SÃO CARLOS, SC (FOLHAPRESS) – Estruturas com aspecto quase carnavalesco, que cobriam parte do dorso de um réptil que viveu há 247 milhões de anos, tinham semelhanças com as penas das aves atuais e, ao mesmo tempo, uma estrutura básica bem diferente é quase como se fossem penas que surgiram num universo paralelo ao nosso.
Parte do espanto, se descontarmos a anatomia bizarra do bicho, vem do fato de que as “pseudopenas” identificadas nas costas do réptil Mirasaura grauvogeli são uns 80 milhões de anos mais antigas que as primeiras aves. Aliás, a espécie precede até os primeiros dinossauros, grupo ao qual, na verdade, pertencem as aves atuais e extintas.

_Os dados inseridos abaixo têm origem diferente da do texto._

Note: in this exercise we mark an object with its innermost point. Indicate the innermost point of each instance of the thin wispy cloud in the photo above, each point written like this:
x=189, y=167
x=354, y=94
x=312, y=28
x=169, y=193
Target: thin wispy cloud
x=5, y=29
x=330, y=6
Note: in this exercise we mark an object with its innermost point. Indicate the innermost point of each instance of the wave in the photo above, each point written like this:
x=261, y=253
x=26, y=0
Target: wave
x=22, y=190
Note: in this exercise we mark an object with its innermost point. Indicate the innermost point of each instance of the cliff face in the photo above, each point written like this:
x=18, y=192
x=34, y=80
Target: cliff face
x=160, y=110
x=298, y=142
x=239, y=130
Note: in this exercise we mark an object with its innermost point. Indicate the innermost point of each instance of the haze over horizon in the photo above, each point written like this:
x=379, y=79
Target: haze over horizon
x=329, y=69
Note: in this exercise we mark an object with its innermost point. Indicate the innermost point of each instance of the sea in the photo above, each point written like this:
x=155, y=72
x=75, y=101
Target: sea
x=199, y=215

Mas o Mirasaura claramente não é nem uma coisa nem outra, conforme mostra a análise filogenética (de parentesco evolutivo) conduzida no estudo que descreve pela primeira vez a espécie fóssil, publicado nesta quarta-feira (23) na revista científica Nature.
Segundo a equipe liderada por Stephan Spiekman, do Museu Estadual de História Natural de Stuttgart, na Alemanha, o bicho de uns 15 cm de comprimento é um drepanosauromorfo. Isso significa que ele pertence a uma linhagem que se separou daquela que deu origem a todos os demais répteis (e aves) viventes.

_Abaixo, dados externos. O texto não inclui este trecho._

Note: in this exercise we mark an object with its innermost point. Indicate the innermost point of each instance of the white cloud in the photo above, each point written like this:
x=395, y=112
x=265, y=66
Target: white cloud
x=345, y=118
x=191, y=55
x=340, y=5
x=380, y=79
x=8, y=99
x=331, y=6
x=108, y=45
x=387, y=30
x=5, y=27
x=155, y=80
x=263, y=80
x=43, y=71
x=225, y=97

Ou seja, as estruturas com leve ar de cauda de pavão ”apêndices tegumentares”, como os cientistas as chamam no artigo da Nature surgiram de forma completamente independente do processo que gerou as penas verdadeiras das aves. É provável, no entanto, que tivessem funções semelhantes a certas plumas de hoje. Nada a ver com o voo nem com o isolamento térmico do corpo: poderiam ser ferramentas para atrair a atenção de parceiros, por exemplo, ou para intimidar predadores.
Um dos aspectos fascinantes da nova descoberta, destaca a paleontóloga Taissa Rodrigues, da Ufes (Universidade Federal do Espírito Santo), é que ela ajuda a elucidar os aspectos mais polêmicos de outro fóssil, o Longisquama, descoberto nos anos 1970.

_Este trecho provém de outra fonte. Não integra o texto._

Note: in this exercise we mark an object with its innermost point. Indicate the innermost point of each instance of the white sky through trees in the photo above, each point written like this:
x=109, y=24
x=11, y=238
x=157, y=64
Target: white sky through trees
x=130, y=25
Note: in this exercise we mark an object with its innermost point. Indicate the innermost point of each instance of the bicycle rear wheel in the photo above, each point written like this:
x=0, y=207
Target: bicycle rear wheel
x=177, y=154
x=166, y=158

“Desde então, ele era considerado bastante misterioso, com muitas discussões sobre o que eram as estruturas, se elas eram pareadas ou não, sua composição e até mesmo se o animal poderia abaixá-las e levantá-las”, conta ela. “As dezenas de fósseis do Mirasaura finalmente responderam a essas perguntas.”
Esse ponto é importante: não se trata de um bicho isolado, mas sim de 82 fósseis, o que aumenta a confiabilidade das interpretações do novo. Dois deles têm crânio e esqueleto preservados, enquanto a maioria dos demais são fragmentos das “cristas”. O formato da cabeça, dos dentes e do resto do esqueleto indicam que se tratava de um comedor de insetos com hábitos arbóreos, a exemplo de outros drepanosauromorfos.
Isso, claro, é o que os cientistas conseguem inferir olhando a estrutura geral dos ossos e da dentição do bicho. Com a ajuda de uma série de técnicas de ponta, em especial a microscopia eletrônica de varredura, os pesquisadores conseguiram analisar os detalhes mais finos do “penacho”, confirmando que, como seria de esperar, as estruturas não são plumas, apesar de algumas semelhanças intrigantes.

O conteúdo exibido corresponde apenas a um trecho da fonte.